Lidl: Handelsriese und Geheimniskrämer

Neckarsulm - Die Ordnung in den Gängen der Lidl-Märkte ist den Kunden wohlbekannt - die Konzernwelt des Handelsriesen gilt hingegen seit jeher als undurchsichtig.

Lidl
(c) proplanta
Nun kratzt ein neuer Datenskandal am Image des Discount-Giganten. Nach Bekanntwerden der Mitarbeiter-Bespitzelungen durch Privatdetektive vor rund einem Jahr sorgen geheime Krankenakten über die Belegschaft für Empörung. Gewerkschafter und Datenschützer sehen sich bestätigt in ihrer Kritik - sie bemängeln seit langem, dass es an demokratischen Grundprinzipien mangele. Doch was hat es mit der Lidl-Welt eigentlich auf sich? Ein Überblick über die Struktur des Neckarsulmer Konzerns.
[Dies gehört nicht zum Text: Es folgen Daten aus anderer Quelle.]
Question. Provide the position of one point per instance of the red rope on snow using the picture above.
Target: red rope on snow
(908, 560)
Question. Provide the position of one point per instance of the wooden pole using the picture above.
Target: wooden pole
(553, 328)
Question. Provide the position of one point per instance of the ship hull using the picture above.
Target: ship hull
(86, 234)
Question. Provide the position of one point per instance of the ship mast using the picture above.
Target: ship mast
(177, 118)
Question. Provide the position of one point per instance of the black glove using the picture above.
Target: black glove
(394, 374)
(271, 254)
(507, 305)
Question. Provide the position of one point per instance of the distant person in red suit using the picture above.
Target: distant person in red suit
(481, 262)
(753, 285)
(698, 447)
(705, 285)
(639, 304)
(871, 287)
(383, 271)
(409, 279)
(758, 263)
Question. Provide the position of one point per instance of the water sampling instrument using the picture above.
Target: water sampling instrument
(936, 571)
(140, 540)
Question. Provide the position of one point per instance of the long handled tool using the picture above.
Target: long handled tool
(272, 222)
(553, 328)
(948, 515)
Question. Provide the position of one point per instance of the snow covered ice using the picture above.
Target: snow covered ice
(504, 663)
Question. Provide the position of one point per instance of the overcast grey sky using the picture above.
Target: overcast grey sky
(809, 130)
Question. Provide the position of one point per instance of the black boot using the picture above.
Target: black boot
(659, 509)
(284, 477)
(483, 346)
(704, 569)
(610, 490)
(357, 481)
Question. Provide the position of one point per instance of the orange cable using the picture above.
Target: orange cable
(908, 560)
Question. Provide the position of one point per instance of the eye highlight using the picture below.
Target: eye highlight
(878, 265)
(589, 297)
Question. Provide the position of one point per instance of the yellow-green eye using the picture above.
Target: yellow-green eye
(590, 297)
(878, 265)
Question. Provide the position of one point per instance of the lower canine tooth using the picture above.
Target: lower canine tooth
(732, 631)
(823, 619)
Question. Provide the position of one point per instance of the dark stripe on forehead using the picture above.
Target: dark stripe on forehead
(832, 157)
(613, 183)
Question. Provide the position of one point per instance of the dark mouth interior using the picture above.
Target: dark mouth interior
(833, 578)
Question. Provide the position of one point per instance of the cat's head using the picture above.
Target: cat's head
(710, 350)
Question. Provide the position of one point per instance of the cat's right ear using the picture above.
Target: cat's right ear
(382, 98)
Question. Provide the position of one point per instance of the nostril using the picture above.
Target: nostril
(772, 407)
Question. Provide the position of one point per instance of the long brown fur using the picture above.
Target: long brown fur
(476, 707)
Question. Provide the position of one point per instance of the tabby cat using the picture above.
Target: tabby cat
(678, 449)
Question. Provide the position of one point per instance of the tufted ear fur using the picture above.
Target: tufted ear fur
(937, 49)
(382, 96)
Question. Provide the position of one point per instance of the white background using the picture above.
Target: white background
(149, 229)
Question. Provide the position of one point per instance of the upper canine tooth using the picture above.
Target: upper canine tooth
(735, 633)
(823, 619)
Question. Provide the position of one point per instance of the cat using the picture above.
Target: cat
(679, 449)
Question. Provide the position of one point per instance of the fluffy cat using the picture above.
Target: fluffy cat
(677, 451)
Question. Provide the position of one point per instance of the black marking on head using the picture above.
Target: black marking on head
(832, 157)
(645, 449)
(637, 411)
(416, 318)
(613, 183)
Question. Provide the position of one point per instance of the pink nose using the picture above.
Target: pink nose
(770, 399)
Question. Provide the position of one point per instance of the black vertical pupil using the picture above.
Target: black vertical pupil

Wie wurde Lidl zum Handelsriesen?

Die Discounter-Kette Lidl ist in gut drei Jahrzehnten rasant gewachsen und steht in Deutschland hinter Marktführer Aldi auf Platz zwei. Der erste Lidl öffnete seine Türen 1973 in Ludwigshafen (Rheinland-Pfalz). Nach Angaben der Lidl-Zentrale in Neckarsulm bei Heilbronn gibt es mittlerweile gleichmäßig über ganz Deutschland verteilt mehr als 3.000 Filialen. Europaweit kämen noch einmal 5.000 Märkte hinzu. Lidl expandiert kräftig: Vor wenigen Tagen öffneten die ersten 13 Filialen in der Schweiz, in Kürze wird es Lidl auf den Kanarischen Inseln geben. Doch nicht überall fasst der Discounter problemlos Fuß - aus Norwegen hat er sich im vergangenen Jahr wieder zurückgezogen. Lidl beschäftigt nach eigenen Angaben bundesweit mehr als 50.000 Angestellte. Davon seien knapp 2.000 Auszubildende.


Wie ist Lidl aufgestellt?

Das Konzerngeflecht ist undurchsichtig. Lidl gehört zur Schwarz- Gruppe, zu der auch Kaufland zählt. Unter dem Dach der Lidl Dienstleistung GmbH & Co. KG firmieren 34 regionale Gesellschaften als GmbH. Außerdem ist eine Stiftung mit im Spiel. Mehr verrät Lidl nicht. «Die Stiftung ist im Rahmen der Entwicklung des Unternehmens entstanden», heißt es lediglich aus der Pressestelle, die sich stets zugeknöpft zeigt - und übrigens erst seit 2006 besteht. Schweigsam gibt sich das Unternehmen auch bei den Geschäftszahlen. «Das würde ja nur den Mitbewerbern dienen und nicht den Kunden», heißt es zur Begründung. Branchenkenner und Marktbeobachter nennen folgende Zahlen: Lidl habe 2008 in Deutschland 14,75 Milliarden Euro Umsatz gemacht - die Schwarz-Gruppe insgesamt 26,5 Milliarden. Konkurrent Aldi setze in etwa doppelt so viel um, Lidl wachse hingegen massiver.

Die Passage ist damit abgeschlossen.